Hal ini terkait dengan mitologi yang mengisahkan seorang pria bernama Kelili Badak Resa yang berupaya membantu persalinan istrinya. Dia melihat bahwa orangutan pejantan menggunakan jahe untuk orangutan betina yang hendak melahirkan. Setelah bersalin, orangutan betina dengan cepat pulih. Metode ini pun segera dipraktikkan Kelili Badak Resa.
Saat itu Kelili Badak Resa melihat bagaimana pejantan orangutan menggunakan jahe untuk membantu betina melahirkan dan dapat pulih dengan cepat. Kelili Badak Resa pun mengukit caranya untuk membantu istrinya bersalin.
Mitologi Kalimantan berikutnya adalah tentang Rakup Beliang yang diculik orangutan betina. Perkawinan antara keduanya melahirkan anak perempuan.
Kemudian, Rakup Beliang melarikan diri bersama putrinya sampai harus bersembunyi dengan bersembunyi di bawah air sungai karena dikejar para orangutan.
Dalam pengejarannya itu, para orangutan betina menumbuk akar tuba (Derris elliptica) lalu menebarkannya ke perairan. Ekstrak itu menyebabkan ikan-ikan mengapung ke permukaan. Beruntung Rakup Beliang dan putrinya selamat karena kepalanya masih berada di atas air.
Setelah situasi aman, keduanya langsung berlari ke pemukiman manusia. Rakup Beliang memperkenalkan penggunaan akar tuba ke penduduk sebagai cara menangkap ikan. Secara ilmiah, tuba terbukti beracun dan dapat berfungsi sebagai insektisida alami.
Baca Juga: Orangutan Kalimantan Dibunuh Masyarakat Demi Kebun & Perdagangan Satwa
Mitologi dari masyarakat Dayak Ransa
Melansir halaman YIARI (Yayasan Inisiasi Alam Rehabilitasi Indonesia) dari wawancara bersama ketua adat bernama Udat, masyarakat Dayak Ransa meyakini bahwa orangutan berasal dari manusia.
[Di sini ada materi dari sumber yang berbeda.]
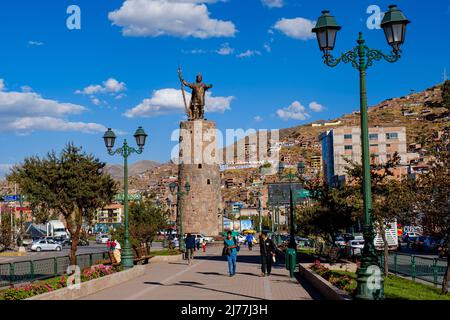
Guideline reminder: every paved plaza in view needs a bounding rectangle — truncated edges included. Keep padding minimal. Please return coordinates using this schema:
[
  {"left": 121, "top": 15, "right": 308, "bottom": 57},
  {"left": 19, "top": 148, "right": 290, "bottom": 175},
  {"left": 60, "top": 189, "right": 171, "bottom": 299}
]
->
[{"left": 80, "top": 246, "right": 321, "bottom": 300}]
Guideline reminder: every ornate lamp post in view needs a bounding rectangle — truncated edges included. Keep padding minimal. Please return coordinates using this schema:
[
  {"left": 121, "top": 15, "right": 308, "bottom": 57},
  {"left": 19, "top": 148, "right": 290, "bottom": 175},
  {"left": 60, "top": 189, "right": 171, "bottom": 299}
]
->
[
  {"left": 312, "top": 5, "right": 410, "bottom": 300},
  {"left": 278, "top": 161, "right": 305, "bottom": 249},
  {"left": 103, "top": 127, "right": 148, "bottom": 269},
  {"left": 169, "top": 182, "right": 191, "bottom": 251}
]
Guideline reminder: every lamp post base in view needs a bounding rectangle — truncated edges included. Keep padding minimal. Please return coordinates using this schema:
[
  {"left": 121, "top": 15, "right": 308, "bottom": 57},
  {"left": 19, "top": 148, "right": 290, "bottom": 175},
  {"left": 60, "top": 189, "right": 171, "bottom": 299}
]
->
[
  {"left": 355, "top": 225, "right": 384, "bottom": 300},
  {"left": 355, "top": 265, "right": 384, "bottom": 300},
  {"left": 122, "top": 247, "right": 134, "bottom": 269}
]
Konon, dahulu kala seseorang tersesat ke dalam hutan sehingga banyak masyarakat dari perkampungan mencarinya.
Di dalam hutan, orang tersebut lambat laun ditumbuhi bulu di seluruh tubuhnya sampai menutupi kulit. Ketika berjumpa dengan rombongan warga yang mencarinya, dia berpesan agar jangan mencarinya lagi karena takdir membawanya hidup di hutan dan jangan mengganggu hidupnya.
Karena menghormati dan hidup berdampingan dengan orangutan, masyarakat Dayak Ransa membuat peraturan tegas. Orangutan tidak boleh dibunuh dan dikonsumsi. Bagi yang melanggarnya, adat memberikan sanksi berupa 30 Ulun atau setara dengan Rp12 juta.